EP(1)-RECEPTOR MEDIATION OF PROSTAGLANDIN E(2)-INDUCED HYPERTHERMIA IN RATS

To investigate what type of prostanoid receptors are involved in the development of fever induced by brain prostaglandin E(2) (PGE(2)), PGE(2) and its analogues were injected into a lateral cerebroventricle (LCV) of rats, and the changes in colonic temperature (T-co) were observed in a 23 +/- 1 degrees C environment. 17-Phenyl-omega-trinor-PGE(2) (an EP(1) agonist; 0.01-10 nmol) produced a rapid and dose-dependent rise in T-co.

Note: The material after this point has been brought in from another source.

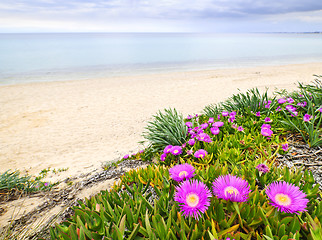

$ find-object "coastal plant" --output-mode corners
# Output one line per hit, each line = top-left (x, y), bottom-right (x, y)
(143, 108), (187, 152)
(221, 88), (275, 115)
(50, 164), (322, 239)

Even though the EP(1) agonist was 10 times less potent than PGE(2) on a molar basis, the time course of this hyperthermia was quite similar to that of the PGE(2)-induced one. No fever was elicited by an LCV injection of butaprost (an EP(2) agonist; 0.1-100 nmol), 11-deoxy-PGE(1) (an EP(2) agonist; 0.1-1.0 nmol), or MB-28767 (an EP(3) agonist; 0.01-1.0 nmol). The PGE(2) (0.3 nmol)-induced hyperthermia was blocked by LCV pretreatment with SC-19220 (150 nmol), an EP(1) antagonist. The results suggest that the PGE(2)-induced hyperthermia in the rat is mediated predominantly through EP(1) receptors in the brain.